3. Add the chicken broth,1 cup of the beef broth,brown sugar,bay leaves and thyme to the slow-cooker. Cover and cook on low until a dinner fork can be slid in and out of the meat with litle resistance,8-9 hours.( I thought this wasn't enough time for the amount of meat we had,but folks it was the perfect amount of time and the meat fell apart.)

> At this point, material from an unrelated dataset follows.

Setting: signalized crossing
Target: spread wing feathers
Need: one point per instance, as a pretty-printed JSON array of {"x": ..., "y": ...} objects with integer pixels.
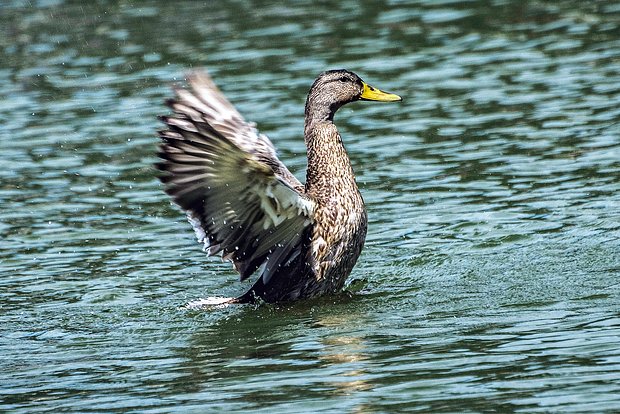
[{"x": 240, "y": 199}]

4. When the meat is ready transfer it to a 13x9 baking dish,cover it with foil and lt it rest while you make the gravy. Discard the bay leaves. Whisk in the flour and remaining 3/4 cup of beef broth until smooth and stir it into the slow-cooker. Cover and and continue to cook until the sauce has thickened and no longer taste like flour,15-30 minutes longer. Stir in the vinegar and season with salt and pepper to taste.
5. Now the recipe then goes onto say transfer the meat ot a cutting board and slice on the bias,the meat I cooked fell apart.So we just sliced off the pieces and covered in gravy.I love this dish,hope you do too!.